Quando si pianificano missioni con equipaggio di lunga durata, una delle cose più importanti è assicurarsi che gli equipaggi abbiano abbastanza elementi essenziali per durare. Questo non è facile
Secondo una nuova indagine condotta a bordo della Stazione Spaziale Internazionale, una possibile soluzione potrebbe trovarsi con un sistema di supporto vitale ibrido (LSS). In un tale sistema, che potrebbe essere utilizzato a bordo di veicoli spaziali e stazioni spaziali nel prossimo futuro, le microalghe sarebbero state utilizzate per pulire l'aria e l'acqua, e forse anche per produrre cibo per l'equipaggio.
I ricercatori dell'Istituto di sistemi spaziali dell'Università di Stoccarda hanno iniziato a ricercare possibili applicazioni spaziali per le microalghe nel 2008. Entro il 2014, in collaborazione con il Centro aerospaziale tedesco (DLR) e la società aerospaziale privata Airbus, hanno iniziato a sviluppare un fotobioreattore (PBR) che usato le microalghe Chlorella
Questo
“L'uso dei sistemi biologici in generale acquista importanza per le missioni man mano che la durata e la distanza dalla Terra aumentano. Per ridurre ulteriormente la dipendenza dal rifornimento dalla Terra, quante più risorse possibili dovrebbero essere riciclate a bordo,
Mentre la resilienza delle alghe alle condizioni spaziali è stata ampiamente dimostrata con colture cellulari su piccola scala coltivate sulla Terra, questa indagine sarà il primo vero test nello spazio. Per fare ciò, gli astronauti a bordo della ISS accenderanno l'hardware del sistema e lasceranno crescere le microalghe per 180 giorni.
Ciò darà agli investigatori a bordo della ISS il tempo sufficiente per valutare come il fotobioreattore si comporta nello spazio, in particolare quanto bene cresceranno le alghe e processeranno l'anidride carbonica. Nel frattempo, i ricercatori analizzeranno i campioni coltivati sulla Terra per il confronto in modo da poter misurare gli effetti della microgravità e della radiazione spaziale sulle microalghe.
Il team dell'Università di Stoccarda è fiducioso nel proprio fotobioreattore, grazie in gran parte al fatto che si basa su una delle specie di alghe più studiate e caratterizzate al mondo. Oltre alle sue applicazioni per il trattamento delle acque reflue e i biocarburanti, Chlorella è anche usato nei mangimi, nell'acquacoltura, negli integratori alimentari e come bio-fertilizzante.
Ecco perché il team scientifico e la NASA lo stanno sfruttando come una potenziale fonte di cibo per gli astronauti. Come Harald Helisch, un biotecnologo presso l'Istituto di sistemi spaziali e un co-investigatore sulla
“Chlorella la biomassa è un integratore alimentare comune e può contribuire a una dieta equilibrata grazie al suo alto contenuto di proteine, acidi grassi insaturi e varie vitamine, tra cui la B12 ... se ti piace il sushi, lo adorerai. "

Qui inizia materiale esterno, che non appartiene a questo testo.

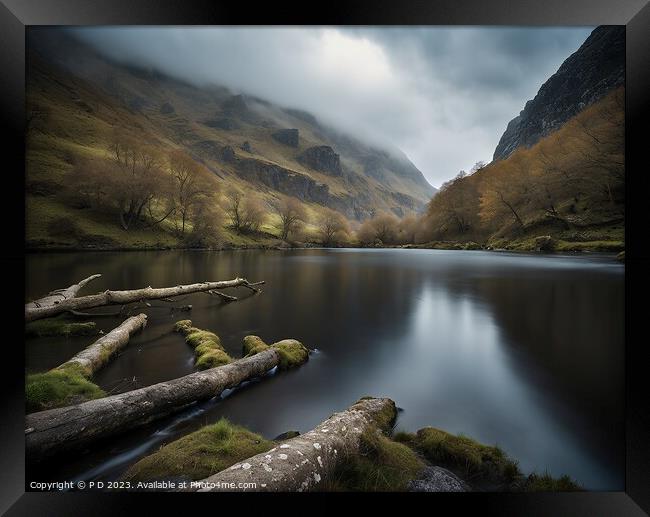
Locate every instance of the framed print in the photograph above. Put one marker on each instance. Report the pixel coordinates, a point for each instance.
(390, 250)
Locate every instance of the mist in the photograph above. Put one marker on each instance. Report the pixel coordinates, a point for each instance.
(442, 95)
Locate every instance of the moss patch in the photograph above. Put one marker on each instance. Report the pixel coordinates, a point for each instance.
(207, 346)
(60, 326)
(200, 454)
(547, 483)
(385, 419)
(463, 454)
(292, 353)
(253, 345)
(382, 465)
(59, 387)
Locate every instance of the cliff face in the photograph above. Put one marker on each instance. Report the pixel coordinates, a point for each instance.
(596, 68)
(244, 140)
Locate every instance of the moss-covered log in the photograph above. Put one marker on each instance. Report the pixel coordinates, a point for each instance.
(70, 383)
(302, 463)
(60, 295)
(57, 430)
(125, 297)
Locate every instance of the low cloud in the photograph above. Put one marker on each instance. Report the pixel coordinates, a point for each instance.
(443, 95)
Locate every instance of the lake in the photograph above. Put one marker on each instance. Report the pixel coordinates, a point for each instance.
(521, 350)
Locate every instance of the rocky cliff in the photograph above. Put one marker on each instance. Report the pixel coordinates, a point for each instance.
(596, 68)
(245, 141)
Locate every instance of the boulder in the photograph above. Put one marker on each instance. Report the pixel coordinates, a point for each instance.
(322, 158)
(227, 154)
(437, 479)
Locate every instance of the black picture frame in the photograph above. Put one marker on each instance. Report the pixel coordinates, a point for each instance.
(15, 15)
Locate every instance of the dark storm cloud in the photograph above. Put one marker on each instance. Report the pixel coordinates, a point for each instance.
(441, 94)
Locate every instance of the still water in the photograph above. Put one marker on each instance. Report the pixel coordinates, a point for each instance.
(523, 351)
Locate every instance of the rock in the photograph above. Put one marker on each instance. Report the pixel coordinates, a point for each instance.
(228, 154)
(234, 106)
(227, 124)
(322, 158)
(437, 479)
(287, 137)
(595, 69)
(166, 108)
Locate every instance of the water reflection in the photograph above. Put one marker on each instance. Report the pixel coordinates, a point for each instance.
(523, 351)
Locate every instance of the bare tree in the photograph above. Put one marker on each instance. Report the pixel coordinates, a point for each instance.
(253, 214)
(332, 227)
(292, 215)
(136, 180)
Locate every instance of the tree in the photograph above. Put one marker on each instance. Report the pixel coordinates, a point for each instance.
(190, 186)
(246, 214)
(128, 183)
(332, 227)
(506, 190)
(292, 215)
(381, 229)
(253, 214)
(407, 229)
(233, 207)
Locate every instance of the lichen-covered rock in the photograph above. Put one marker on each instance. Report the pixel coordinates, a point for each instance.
(437, 479)
(227, 154)
(302, 463)
(544, 243)
(586, 76)
(166, 108)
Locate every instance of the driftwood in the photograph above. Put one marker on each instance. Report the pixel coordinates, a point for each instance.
(97, 355)
(303, 462)
(57, 430)
(125, 297)
(60, 295)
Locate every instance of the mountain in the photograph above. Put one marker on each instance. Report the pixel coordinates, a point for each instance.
(586, 76)
(244, 140)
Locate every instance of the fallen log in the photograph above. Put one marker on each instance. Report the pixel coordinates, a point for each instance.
(57, 430)
(301, 463)
(125, 297)
(95, 356)
(70, 383)
(58, 295)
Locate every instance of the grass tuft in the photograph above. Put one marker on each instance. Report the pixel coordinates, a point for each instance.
(200, 454)
(253, 345)
(207, 346)
(59, 387)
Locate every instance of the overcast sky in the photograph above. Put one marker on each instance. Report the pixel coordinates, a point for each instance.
(443, 95)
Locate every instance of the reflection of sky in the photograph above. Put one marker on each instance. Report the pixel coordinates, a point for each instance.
(493, 345)
(463, 374)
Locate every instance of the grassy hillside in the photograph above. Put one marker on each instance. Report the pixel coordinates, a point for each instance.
(564, 193)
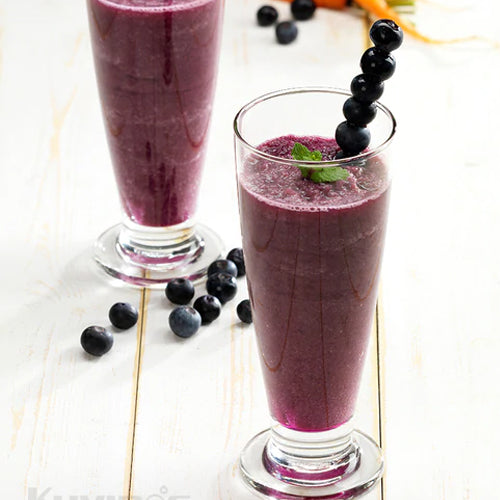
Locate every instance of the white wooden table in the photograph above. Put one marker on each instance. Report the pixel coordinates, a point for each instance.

A questo proposito, un fotobioreattore potrebbe funzionare come produttore di integratori alimentari. Nello stesso modo in cui le persone aggiungono alghe essiccate al loro cibo per la nutrizione aggiunta, i fiocchi essiccati di Chlorella potrebbe essere aggiunto ai pasti degli astronauti per fortificarli. Allo stesso tempo, le culture in crescita delle alghe filtreranno l'acqua e l'aria della nave per aiutare a sostenere l'equipaggio.
Soprattutto, l'obiettivo a lungo termine di questa ricerca è facilitare missioni spaziali di lunga durata. Che si tratti di missioni con equipaggio sulla superficie lunare, missioni con equipaggio su Marte o in altre località distanti del Sistema Solare, le maggiori sfide riguardano la ricerca di modi per ridurre la massa totale dei sistemi spaziali (al fine di ridurre i costi) e la dipendenza dal rifornimento missioni. Johannes Martin, uno dei coinvestigatori, ha detto così:
“Per raggiungere questo obiettivo, le future aree di interesse includono la trasformazione a valle delle alghe in alimenti commestibili e il ridimensionamento del sistema per fornire ossigeno a un astronauta. Lavoreremo anche sulle interconnessioni con altri sottosistemi dell'LSS, come il sistema di trattamento delle acque reflue, e il trasferimento e l'adattamento della tecnologia a un sistema basato sulla gravità come una base lunare ".
Guardando al futuro, è chiaro che le soluzioni per vivere fuori dal mondo probabilmente coinvolgeranno sia sistemi meccanici che biologici. Unendo organico e sintetico, abbiamo maggiori possibilità di creare sistemi in grado di garantire sostenibilità e autosufficienza a lungo termine.